Although the Master Services Agreement required the addition of TeamOne as an additional insured under UPS’s policy, the obligation has a clear exception for bodily injury claims, including death, related to a breach by TeamOne of the Master Services Agreement based on the hiring and qualifications of the driver. Pl.’s Resp., at 5-6. Depending on the terms of the insurance contract between TeamOne and UPS’s insurer, TeamOne could be in jeopardy of defense costs for the underlying actions. It is too early in the litigation to determine if all defense costs are covered by UPS’s insurance carrier.

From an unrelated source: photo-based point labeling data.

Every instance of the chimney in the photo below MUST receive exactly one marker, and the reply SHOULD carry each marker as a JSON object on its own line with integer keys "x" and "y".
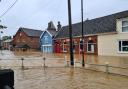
{"x": 58, "y": 26}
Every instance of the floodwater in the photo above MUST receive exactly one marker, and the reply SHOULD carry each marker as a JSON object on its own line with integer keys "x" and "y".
{"x": 56, "y": 76}
{"x": 67, "y": 78}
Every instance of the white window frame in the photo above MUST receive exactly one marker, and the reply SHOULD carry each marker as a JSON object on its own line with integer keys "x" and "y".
{"x": 124, "y": 26}
{"x": 121, "y": 46}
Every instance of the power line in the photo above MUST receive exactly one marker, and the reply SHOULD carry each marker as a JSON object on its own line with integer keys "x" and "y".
{"x": 9, "y": 9}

Although TeamOne has yet to introduce evidence of its damages in terms of a specific monetary amount, that is not required at this stage. TeamOne did allege that it will suffer harm as a result of American Guarantee’s actions and has adequately pleaded the damages it claims flow from American Guarantee’s decision to deny its alleged duty to defend TeamOne under its insurance policy. The question of whether these claims are valid is not appropriate at this stage in the proceedings, where the Court looks only to the face of the pleadings to determine whether the complaint is subject to dismissal. Iqbal, 556 U.S. at 678.
For the reasons stated above, the Defendant’s Motion to Dismiss [Doc. 15] is DENIED.
SO ORDERED, this 21 day of July, 2020.